The massive 1928 hurricane killed 2,500 people, including 700 black Floridians who were buried in an unmarked mass grave. Many of the dead drowned when Lake Okeechobee burst through its flimsy dike. Kleinberg gathered news reports, documents, diaries and interviews with survivors to tell the story. Here is an excerpt from Black Cloud recounting part of the experience of a survivor, 13-year-old Charles "Mutt" Thomas, whose family farmed near Lake Okeechobee.
Colette Bancroft, Times book editor
The day before, Mutt's parents had gone into West Palm Beach to buy clothes for the new school year, set to start Monday. They returned with word a hurricane was coming but was in no danger of turning into the Glades. ...

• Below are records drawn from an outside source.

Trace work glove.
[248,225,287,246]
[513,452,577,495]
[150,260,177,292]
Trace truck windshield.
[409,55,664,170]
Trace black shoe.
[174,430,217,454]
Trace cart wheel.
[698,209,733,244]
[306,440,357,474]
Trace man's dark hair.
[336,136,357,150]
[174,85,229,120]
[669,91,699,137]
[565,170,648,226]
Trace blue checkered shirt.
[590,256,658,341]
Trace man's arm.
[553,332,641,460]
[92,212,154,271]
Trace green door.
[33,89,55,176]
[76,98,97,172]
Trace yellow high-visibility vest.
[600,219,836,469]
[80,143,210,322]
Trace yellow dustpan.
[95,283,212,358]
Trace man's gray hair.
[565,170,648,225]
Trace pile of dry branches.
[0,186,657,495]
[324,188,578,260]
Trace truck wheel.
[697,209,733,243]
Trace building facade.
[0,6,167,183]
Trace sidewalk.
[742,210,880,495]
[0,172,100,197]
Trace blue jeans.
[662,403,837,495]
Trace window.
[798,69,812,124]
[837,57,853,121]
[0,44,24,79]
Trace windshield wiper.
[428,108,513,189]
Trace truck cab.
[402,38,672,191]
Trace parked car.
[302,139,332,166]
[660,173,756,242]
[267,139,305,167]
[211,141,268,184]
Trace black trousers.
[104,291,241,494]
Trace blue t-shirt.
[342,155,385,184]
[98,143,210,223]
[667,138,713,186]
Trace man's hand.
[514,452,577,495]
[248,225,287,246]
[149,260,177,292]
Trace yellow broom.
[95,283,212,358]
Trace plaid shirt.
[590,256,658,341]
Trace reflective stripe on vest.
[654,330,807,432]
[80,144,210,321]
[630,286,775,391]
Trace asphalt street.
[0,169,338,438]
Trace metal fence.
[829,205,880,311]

By (Sunday) afternoon, a strong gale had come up. Captain Forbes, the Hoffman construction supervisor, sent his two sons into the winds, already up to 60 mph, to warn South Bay's estimated 400 residents. Nearly 200 piled onto the quarterboat, preferring the solid vessel, secured to pilings by steel cable, to their flimsy homes. Its strong mooring didn't stop it from rolling in the waves. Van Horn kept to the boat's pump, smearing grease on the overworked parts to keep them operating, as those on board used buckets to try to bail out the rising water.

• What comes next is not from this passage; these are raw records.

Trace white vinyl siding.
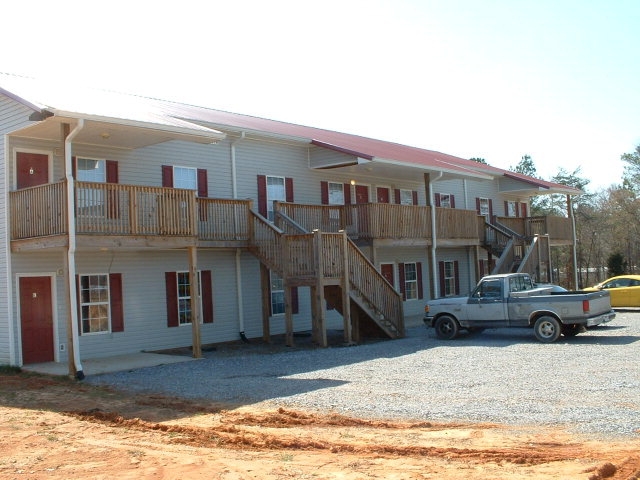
[0,94,39,365]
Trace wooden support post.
[313,230,328,347]
[187,247,202,358]
[260,263,271,343]
[342,230,353,344]
[284,285,294,347]
[309,286,320,344]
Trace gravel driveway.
[86,311,640,437]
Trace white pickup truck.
[424,273,615,343]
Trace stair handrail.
[249,209,284,275]
[518,235,540,282]
[274,210,310,233]
[490,220,525,244]
[491,238,515,275]
[347,238,405,336]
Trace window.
[400,189,413,205]
[404,263,418,300]
[76,158,107,217]
[478,198,491,220]
[442,260,457,297]
[173,166,198,190]
[164,270,213,327]
[176,272,202,325]
[267,177,287,222]
[271,272,284,315]
[76,158,107,183]
[78,274,110,334]
[328,182,344,205]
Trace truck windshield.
[473,278,502,298]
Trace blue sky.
[0,0,640,191]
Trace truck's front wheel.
[434,315,460,340]
[533,316,562,343]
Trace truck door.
[467,278,506,327]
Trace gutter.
[64,119,84,380]
[429,171,444,298]
[231,132,249,343]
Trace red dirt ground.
[0,372,640,480]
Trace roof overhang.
[12,110,225,150]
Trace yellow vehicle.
[583,275,640,308]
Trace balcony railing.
[10,182,251,241]
[496,216,573,244]
[10,181,572,248]
[276,202,479,240]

Mutt's family had spent early Sunday afternoon boiling peanuts. The wind was beginning to blow, and Mutt could see the wave action over the little muck dike that protected the mainland. Around dark, having thoroughly enjoyed the peanuts, the Thomas family decided it might be a good idea to go inside. Mutt's father, Charles E. Thomas, tried to decide which action might mean salvation and which death. He opted to abandon the home and took his wife, three sons, and three daughters to the nearby home of V.F. Thirsk, caretaker of Thomas's farm. Charles Thomas thought it might be safer. The Thomases waded through waist-deep water in strong winds; as they entered the house through a back door, the water followed them over the jamb. The Boots family went there as well. In all, about sixty people — about twenty whites and about forty blacks — sought refuge there. Mutt's Uncle Minor stayed in the Thomas home.
Mutt looked down. Water was squirting up through the cracks in the floorboards. In minutes it was up to his knees. Women pulled their children onto tabletops. At one end of the home, men began hacking holes in the ceiling. By the time people began crawling into the attic, the water was up to the windowsills.

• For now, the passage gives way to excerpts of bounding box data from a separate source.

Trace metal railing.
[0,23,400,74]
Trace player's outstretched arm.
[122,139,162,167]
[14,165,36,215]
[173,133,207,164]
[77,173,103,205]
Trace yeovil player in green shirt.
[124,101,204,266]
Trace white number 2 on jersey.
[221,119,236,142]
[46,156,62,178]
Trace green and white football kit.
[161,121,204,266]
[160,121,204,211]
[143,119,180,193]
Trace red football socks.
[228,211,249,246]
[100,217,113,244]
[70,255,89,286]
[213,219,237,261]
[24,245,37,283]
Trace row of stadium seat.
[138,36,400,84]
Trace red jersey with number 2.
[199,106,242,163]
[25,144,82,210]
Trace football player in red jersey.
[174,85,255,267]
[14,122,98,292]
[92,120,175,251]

Suddenly there was a surge. The house started to move. Mutt's father had gotten a hole in the ceiling big enough for another man to crawl into the attic and start ripping away the panels of corrugated sheet iron covering the roof. Suddenly the man vanished, tossed by the high winds through an opening in the roof and out into the black night. As the house broke apart, Mutt scrambled toward the hole in the roof, deciding his chances were better in the open wind than the collapsing structure. Suddenly a strong hand grabbed him and lifted him through the hole. He said later he believed it to be Mr. Thirsk's. He grabbed onto the roof for a few moments before he was tossed into the water. He grabbed a piece of floating wreckage and held on. His father had vanished.